In a comment on question 110345 I made a claim that might be incorrect. I claimed that if f(z) is a non-constant analytic function defined by a power series whose circle of convergence C has a positive radius, then f(z) cannot be bounded at all points in the interior of C. But is this really true? Or am I just imagining that I learned it somewhere. I could not come up with any simple counter-examples. It sounds like some weird generalization of Liouville's theorem.

Answer 1

This is not true.

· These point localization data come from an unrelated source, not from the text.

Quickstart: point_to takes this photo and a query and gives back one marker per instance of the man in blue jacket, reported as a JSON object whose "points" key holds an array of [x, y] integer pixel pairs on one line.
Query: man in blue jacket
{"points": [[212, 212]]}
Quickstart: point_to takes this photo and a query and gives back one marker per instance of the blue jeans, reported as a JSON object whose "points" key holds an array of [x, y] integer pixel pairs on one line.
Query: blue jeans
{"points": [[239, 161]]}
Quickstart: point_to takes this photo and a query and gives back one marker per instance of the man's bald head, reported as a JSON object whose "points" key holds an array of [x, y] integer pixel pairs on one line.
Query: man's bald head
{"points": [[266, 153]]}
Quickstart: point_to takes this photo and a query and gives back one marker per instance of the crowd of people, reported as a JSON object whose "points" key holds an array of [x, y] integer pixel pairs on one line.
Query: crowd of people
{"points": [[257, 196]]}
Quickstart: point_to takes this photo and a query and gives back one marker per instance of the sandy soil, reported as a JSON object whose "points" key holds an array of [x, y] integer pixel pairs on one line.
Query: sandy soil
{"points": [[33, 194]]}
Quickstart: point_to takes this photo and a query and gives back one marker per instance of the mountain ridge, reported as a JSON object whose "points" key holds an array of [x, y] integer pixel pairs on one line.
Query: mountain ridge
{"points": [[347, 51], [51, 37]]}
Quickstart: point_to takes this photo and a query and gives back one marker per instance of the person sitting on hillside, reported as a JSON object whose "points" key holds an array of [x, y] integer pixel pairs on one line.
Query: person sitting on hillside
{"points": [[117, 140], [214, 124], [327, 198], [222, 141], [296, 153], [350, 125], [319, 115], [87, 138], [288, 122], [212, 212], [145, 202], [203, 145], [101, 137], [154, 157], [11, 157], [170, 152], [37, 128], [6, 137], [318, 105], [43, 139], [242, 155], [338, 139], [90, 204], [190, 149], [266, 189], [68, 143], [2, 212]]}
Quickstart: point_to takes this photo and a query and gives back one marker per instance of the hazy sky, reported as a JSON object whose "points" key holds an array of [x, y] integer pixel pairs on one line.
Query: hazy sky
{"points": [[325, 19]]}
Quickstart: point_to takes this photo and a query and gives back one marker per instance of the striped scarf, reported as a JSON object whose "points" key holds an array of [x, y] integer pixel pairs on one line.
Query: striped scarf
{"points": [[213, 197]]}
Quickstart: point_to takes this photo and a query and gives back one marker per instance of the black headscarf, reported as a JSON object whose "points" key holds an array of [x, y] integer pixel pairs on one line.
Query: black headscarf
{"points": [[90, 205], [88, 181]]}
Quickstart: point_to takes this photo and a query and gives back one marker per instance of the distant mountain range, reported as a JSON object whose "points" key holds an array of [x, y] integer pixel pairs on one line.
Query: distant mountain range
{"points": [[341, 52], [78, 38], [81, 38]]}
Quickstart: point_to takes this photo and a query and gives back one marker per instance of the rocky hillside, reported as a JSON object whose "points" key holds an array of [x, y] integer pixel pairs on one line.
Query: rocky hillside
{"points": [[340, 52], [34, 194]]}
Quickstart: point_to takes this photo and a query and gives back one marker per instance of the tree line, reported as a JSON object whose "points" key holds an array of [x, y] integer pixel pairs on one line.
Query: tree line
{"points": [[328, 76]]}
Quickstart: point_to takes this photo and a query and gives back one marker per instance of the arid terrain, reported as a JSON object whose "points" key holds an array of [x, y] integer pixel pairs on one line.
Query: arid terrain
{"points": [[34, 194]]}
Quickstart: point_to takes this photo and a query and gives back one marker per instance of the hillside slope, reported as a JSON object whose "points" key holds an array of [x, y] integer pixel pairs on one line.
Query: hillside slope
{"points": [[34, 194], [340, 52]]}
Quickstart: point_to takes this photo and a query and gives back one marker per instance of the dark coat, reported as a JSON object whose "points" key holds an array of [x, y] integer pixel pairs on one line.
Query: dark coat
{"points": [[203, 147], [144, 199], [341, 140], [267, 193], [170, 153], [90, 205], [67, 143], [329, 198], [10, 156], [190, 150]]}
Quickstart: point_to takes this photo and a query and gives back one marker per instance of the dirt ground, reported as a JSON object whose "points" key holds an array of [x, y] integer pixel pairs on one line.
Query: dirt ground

For a counterexample take

$$\sum_{n=1}^{\infty} \frac{x^n}{n^2} $$

The radius of convergence is one and this is bounded by

$$\sum_{n=1}^{\infty} \frac{1}{n^2} = \pi^2/6 $$

You are likely confusing this with the maximum modulus principle saying that there must be no local maximu (in absolute value) in the interior if the function is nonconstant.

Answer 2

You are probably misunderstanding the following folk theorem: If $D $ is the convergence disc of a power series converging to $f$, then there must be some singularity of $f$ on $\partial D$. In other words, you cannot continue $f$ analytically onto a larger disc. A counterexample that is more explicit than quids example is the power series expansion of $\sqrt{1+z}$ around $z=0$, which has convergence radius $1$. The singularity at $z=-1$ is not a pole.

A hint to the proof: if $D \subset U$ is a disc in the domain of definition of a holomorphic function $f$, then the Taylor expansion around the midpoint of $D$ converges in $D$.